VNF

Or: finally working on our thesis

All our thesis is focus on this, so we hope to do a good job, at least here. What you're gonna find here is a brief explanation of how we built our system to process packets through VNF and get that packets back.

Harbor: create and destroy VNF in Kubernetes

We're aware that in this kind of environment automation is fundamental, and generally you'd expect that VNF get deployed, scaled and destroyed automatically on-demand, rather than manually accessing your cluster and loading them manually. To accomplish this, we've create a little backend, Harbor, that is capable of creating, destroying, and storing VNF definition.

Harbor, written in Java using the Spark framework, at the time of writing has the following API configuration.
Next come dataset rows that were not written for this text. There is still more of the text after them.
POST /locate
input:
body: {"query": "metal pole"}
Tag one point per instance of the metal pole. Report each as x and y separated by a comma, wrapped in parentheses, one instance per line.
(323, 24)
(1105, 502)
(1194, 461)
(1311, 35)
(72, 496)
At the end of the day, Harbor ended substituting the Openbaton role: indeed it already covers what Openbaton does, so we see an opportunity to drop the latter and to stick with a component created from us that perfectly fits our needs.

API definition

Launch a VNF

GET /vnf/launch/:id

It gives the possibility to launch an already uploaded VNF.

Path Parameters

NameTypeDescription

id

string

The VNF id

{ "result": "ok" }

Stop a VNF

GET /vnf/stop/:id

Stop an already running VNF. Note that this destroys all the resources created

Path Parameters

NameTypeDescription

id

string

The VNF id

{ "result": "ok" }

Get YAML definition of a VNF

GET /vnf/get/:id

This API calls return the YAML of a given VNF id.

Path Parameters

NameTypeDescription

id

string

The VNF id

{ "result" : "ok" }

Add a VNF to the catalog

POST /vnf/create/:id

Uploads a new VNF to the catalog. Note that the VNF must have an unique id, otherwise the upload will fail. You need to send as the body request a valid Kubernetes YAML.

Path Parameters

NameTypeDescription

id

string

The VNF unique id

{ "result" : "ok" }

Update a VNF

POST /vnf/update/:id

Update an existing VNF with a new one. Note that this doesn't modify the resources running in the cluster.

Path Parameters

NameTypeDescription

id

string

The VNF id

{ "result" : "ok" }

Delete a VNF from the catalog

DELETE /vnf/delete/:id

This method deletes an existing VNF from the catalog. Note that the resources in this case are not stopped!

Path Parameters

NameTypeDescription

id

string

The VNF id

{ "result" : "ok" }

The API json definition can be found here:

[
  {
    "name": "/vnf",
    "path": [
      {
        "name": "/launch/:id",
        "type": "get",
        "function": "routes.vnf.VnfLauncherRoute"
      },
      {
        "name": "/stop/:id",
        "type": "get",
        "function": "routes.vnf.VnfStopperRoute"
      },
      {
        "name": "/create/:id",
        "type": "post",
        "function": "routes.vnf.CreateVnfRoute"
      },
      {
        "name": "/delete/:id",
        "type": "delete",
        "function": "routes.vnf.DeleteVnfRoute"
      },
      {
        "name": "/update/:id",
        "type": "post",
        "function": "routes.vnf.UpdateVnfRoute"
      },
      {
        "name": "/get/:id",
        "type": "get",
        "function": "routes.vnf.GetVnfRoute"
      }
    ]
  }
]

Additional notes about implementation

We tried initially to use Kubernetes Java client API, without success, since they're not documented and cryptic. Thus we fell back to a simple, yet horrible, solution, using kubectl to deploy YAML on the cluster and paring CLI output.